Usually, pain in a certain part of your body signals that something in that area needs attention. In fact, this is the how pain benefits us. When pain becomes chronic — lasting for more than three months — it's time to seek help if you haven't already. If left untreated, chronic pain can lead to decreased mobility, impaired immunity, decreased concentration, anorexia and sleep disturbances.
Vague, random, unexplained pains are often the result of an injury, illness or disease such as arthritis or cancer. Finding the root, and ruling out anything serious, is crucial.
When those random pains are widespread, it presents a new set of issues. The American College of Rheumatology defines widespread pain as pain lasting a minimum of three months that affects both sides of the body, below and above the waist and in the axial skeleton. Pinning a diagnosis on that pain can be daunting, requiring a battery of tests over the course of several months to years.
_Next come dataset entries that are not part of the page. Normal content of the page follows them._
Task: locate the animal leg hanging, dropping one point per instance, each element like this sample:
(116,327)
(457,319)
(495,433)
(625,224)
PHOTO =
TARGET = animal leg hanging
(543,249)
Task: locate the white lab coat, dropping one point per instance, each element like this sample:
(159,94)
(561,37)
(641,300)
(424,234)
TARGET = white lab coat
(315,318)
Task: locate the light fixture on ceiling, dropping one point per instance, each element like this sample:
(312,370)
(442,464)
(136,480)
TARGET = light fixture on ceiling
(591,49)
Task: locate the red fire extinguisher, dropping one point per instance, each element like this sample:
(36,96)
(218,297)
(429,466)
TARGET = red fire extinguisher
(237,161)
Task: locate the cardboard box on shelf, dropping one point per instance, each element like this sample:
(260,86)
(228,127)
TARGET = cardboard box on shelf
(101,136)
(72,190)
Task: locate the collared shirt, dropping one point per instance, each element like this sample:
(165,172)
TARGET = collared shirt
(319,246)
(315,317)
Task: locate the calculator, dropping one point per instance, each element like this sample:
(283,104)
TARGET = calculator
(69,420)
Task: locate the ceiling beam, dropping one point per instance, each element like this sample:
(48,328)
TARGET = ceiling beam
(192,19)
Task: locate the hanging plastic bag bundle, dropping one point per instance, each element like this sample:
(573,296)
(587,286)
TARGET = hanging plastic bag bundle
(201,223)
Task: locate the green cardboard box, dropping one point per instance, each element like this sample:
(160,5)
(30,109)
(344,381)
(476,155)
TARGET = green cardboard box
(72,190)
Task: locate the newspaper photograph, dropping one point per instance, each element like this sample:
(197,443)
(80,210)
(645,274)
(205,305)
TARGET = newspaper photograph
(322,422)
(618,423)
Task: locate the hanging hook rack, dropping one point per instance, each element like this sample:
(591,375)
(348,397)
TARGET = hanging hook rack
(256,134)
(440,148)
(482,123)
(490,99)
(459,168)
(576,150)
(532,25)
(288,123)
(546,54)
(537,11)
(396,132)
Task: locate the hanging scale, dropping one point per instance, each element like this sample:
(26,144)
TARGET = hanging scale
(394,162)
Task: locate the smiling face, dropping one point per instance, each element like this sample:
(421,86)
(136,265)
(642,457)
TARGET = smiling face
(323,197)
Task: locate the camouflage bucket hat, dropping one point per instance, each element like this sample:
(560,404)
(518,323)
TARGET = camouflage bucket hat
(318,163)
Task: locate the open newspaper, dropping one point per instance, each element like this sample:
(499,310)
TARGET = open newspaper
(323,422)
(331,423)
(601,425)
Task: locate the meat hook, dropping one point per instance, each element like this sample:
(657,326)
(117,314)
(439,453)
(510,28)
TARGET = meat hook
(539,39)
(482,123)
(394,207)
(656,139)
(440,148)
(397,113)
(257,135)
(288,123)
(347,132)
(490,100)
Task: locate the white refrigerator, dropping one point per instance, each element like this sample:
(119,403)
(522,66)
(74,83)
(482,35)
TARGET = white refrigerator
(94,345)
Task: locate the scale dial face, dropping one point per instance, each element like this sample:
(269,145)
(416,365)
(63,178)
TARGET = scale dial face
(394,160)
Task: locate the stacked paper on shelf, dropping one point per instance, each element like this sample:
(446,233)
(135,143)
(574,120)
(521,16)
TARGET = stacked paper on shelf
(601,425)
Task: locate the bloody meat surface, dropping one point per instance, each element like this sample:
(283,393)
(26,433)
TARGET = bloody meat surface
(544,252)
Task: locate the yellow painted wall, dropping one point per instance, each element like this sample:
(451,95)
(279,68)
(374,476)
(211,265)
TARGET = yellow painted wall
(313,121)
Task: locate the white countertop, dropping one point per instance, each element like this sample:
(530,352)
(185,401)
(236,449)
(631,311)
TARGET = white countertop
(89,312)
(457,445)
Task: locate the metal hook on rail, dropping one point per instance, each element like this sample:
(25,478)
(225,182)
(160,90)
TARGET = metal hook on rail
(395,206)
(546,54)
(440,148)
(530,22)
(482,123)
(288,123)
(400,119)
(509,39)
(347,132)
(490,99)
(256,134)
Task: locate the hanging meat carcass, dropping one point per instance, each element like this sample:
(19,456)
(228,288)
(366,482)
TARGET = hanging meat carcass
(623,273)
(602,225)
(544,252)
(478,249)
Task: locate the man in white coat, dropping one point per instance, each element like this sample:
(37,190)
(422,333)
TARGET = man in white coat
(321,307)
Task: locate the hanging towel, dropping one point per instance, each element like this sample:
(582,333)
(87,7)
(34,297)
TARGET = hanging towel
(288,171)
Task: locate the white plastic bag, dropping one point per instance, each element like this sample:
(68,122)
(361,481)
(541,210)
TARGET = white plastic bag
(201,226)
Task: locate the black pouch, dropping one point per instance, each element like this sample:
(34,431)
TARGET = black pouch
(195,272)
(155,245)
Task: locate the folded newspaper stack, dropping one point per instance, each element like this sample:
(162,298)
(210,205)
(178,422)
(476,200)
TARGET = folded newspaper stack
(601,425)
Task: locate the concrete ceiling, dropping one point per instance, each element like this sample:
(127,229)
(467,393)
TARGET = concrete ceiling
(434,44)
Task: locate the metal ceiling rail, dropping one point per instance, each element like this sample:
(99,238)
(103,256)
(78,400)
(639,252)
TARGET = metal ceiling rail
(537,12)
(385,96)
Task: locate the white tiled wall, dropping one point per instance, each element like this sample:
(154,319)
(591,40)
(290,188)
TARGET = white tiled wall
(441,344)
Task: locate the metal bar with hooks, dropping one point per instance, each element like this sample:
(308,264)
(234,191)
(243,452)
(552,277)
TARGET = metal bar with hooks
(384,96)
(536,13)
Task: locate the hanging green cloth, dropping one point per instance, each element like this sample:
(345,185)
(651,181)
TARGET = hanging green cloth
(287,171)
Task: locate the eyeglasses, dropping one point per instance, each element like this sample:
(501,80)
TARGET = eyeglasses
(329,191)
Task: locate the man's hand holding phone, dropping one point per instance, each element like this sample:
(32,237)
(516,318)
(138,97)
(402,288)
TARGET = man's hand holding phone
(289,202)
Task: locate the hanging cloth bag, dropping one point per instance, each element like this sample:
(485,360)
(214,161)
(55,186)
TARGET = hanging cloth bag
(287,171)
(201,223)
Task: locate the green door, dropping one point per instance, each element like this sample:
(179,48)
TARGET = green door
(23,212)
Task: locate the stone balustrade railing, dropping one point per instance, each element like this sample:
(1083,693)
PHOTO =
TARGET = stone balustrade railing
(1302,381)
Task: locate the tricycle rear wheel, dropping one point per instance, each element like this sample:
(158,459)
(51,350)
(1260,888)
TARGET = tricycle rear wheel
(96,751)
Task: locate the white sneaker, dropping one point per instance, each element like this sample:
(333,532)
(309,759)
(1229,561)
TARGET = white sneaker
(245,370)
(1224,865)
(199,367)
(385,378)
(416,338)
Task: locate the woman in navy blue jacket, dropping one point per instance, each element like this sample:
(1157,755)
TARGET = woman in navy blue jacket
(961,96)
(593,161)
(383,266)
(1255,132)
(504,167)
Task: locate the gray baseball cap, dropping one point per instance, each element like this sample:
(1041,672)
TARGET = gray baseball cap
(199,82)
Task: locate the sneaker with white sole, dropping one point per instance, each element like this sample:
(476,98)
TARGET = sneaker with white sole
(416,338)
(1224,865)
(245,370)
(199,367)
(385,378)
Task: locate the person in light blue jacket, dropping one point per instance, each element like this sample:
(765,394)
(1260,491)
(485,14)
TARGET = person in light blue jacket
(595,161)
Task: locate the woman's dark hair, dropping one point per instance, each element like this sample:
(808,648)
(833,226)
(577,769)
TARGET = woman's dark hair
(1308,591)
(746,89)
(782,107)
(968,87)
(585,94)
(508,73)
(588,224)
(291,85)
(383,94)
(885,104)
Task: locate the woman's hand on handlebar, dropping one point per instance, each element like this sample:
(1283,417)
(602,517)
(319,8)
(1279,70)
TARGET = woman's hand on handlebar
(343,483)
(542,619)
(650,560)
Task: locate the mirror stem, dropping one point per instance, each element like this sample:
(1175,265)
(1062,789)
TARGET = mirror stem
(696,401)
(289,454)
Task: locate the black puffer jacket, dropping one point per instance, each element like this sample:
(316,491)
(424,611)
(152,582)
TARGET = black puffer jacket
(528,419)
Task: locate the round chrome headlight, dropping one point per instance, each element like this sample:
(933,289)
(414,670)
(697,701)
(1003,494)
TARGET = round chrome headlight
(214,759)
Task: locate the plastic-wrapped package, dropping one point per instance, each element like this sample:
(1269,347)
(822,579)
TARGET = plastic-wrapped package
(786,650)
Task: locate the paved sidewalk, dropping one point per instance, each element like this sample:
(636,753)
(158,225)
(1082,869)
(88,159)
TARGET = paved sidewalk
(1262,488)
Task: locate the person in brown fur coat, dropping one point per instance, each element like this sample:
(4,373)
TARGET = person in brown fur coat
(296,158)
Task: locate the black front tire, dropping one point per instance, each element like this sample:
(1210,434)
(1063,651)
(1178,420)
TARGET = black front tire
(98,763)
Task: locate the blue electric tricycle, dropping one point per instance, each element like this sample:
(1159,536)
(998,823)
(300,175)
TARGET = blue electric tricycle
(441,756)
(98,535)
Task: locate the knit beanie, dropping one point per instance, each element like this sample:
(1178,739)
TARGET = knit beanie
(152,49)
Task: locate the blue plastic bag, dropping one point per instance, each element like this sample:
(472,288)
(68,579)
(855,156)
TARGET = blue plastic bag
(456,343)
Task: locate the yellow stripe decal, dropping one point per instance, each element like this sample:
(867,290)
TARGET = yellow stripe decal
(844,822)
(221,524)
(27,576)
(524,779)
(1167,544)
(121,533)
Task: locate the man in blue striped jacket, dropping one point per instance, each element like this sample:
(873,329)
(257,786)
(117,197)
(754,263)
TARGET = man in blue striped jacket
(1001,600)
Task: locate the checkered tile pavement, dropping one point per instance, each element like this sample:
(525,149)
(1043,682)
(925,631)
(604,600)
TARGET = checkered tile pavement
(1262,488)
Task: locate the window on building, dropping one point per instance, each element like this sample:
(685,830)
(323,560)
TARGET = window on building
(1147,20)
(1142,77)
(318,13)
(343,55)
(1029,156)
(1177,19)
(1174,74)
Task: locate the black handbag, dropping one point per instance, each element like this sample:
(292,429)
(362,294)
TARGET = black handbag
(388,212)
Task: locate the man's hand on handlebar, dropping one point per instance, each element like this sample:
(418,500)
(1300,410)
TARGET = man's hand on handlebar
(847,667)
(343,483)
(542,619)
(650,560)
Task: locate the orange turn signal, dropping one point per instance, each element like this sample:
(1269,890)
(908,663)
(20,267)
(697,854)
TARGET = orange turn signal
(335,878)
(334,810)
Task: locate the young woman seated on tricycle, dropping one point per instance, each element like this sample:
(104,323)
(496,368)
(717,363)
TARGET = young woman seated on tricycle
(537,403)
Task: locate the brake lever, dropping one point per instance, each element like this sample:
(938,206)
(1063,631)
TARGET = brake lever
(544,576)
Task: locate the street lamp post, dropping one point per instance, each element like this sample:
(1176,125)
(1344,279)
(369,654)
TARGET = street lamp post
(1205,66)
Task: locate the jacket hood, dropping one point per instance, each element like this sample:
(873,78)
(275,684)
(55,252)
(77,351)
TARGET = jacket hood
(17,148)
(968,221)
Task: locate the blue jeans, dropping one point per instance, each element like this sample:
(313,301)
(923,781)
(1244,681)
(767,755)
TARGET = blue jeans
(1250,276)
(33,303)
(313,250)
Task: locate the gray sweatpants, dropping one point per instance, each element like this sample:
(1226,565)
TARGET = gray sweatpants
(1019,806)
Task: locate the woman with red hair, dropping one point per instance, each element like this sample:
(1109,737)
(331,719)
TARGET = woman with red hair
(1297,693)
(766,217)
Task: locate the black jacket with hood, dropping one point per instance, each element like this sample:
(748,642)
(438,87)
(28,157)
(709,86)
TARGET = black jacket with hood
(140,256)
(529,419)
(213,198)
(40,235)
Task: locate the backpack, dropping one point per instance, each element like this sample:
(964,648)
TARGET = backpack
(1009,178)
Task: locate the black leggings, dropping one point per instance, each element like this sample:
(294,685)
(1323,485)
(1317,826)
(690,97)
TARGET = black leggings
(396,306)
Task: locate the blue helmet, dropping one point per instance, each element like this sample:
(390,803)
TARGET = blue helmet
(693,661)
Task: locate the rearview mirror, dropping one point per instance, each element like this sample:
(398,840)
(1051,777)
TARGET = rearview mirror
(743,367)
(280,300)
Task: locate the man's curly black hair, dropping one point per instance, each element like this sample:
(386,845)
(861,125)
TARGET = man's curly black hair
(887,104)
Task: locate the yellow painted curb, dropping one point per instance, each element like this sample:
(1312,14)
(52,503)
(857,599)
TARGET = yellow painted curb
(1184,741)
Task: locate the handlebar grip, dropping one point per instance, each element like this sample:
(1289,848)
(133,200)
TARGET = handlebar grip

Conditions doctors may test you for include lupus, Lyme disease, multiple sclerosis, myasthenia gravis, osteoarthritis and rheumatoid arthritis, to name a few. If those conditions are ruled out, your doctor may consider a diagnosis of fibromyalgia. This neurological disorder causes heightened sensitivity to physical pressure or pain, and often involves sleep difficulties. It is especially tricky to diagnose as there is no definitive diagnostic test.
Studies have found chronic depression also can cause "floating," random and otherwise unexplainable pains in various parts of your body. This may manifest in the form of back pain, headaches and heightened sensitivity to pain.
How can this be? It turns out that pain and emotion travel down some of the same neural pathways in your brain. For some people, it seems that neurotransmitters carrying news of gloom and doom can jump the tracks and result in actual physical pain. Usually, antidepressants, therapy or some combination of the two helps to resolve the depression and, with it, the pain.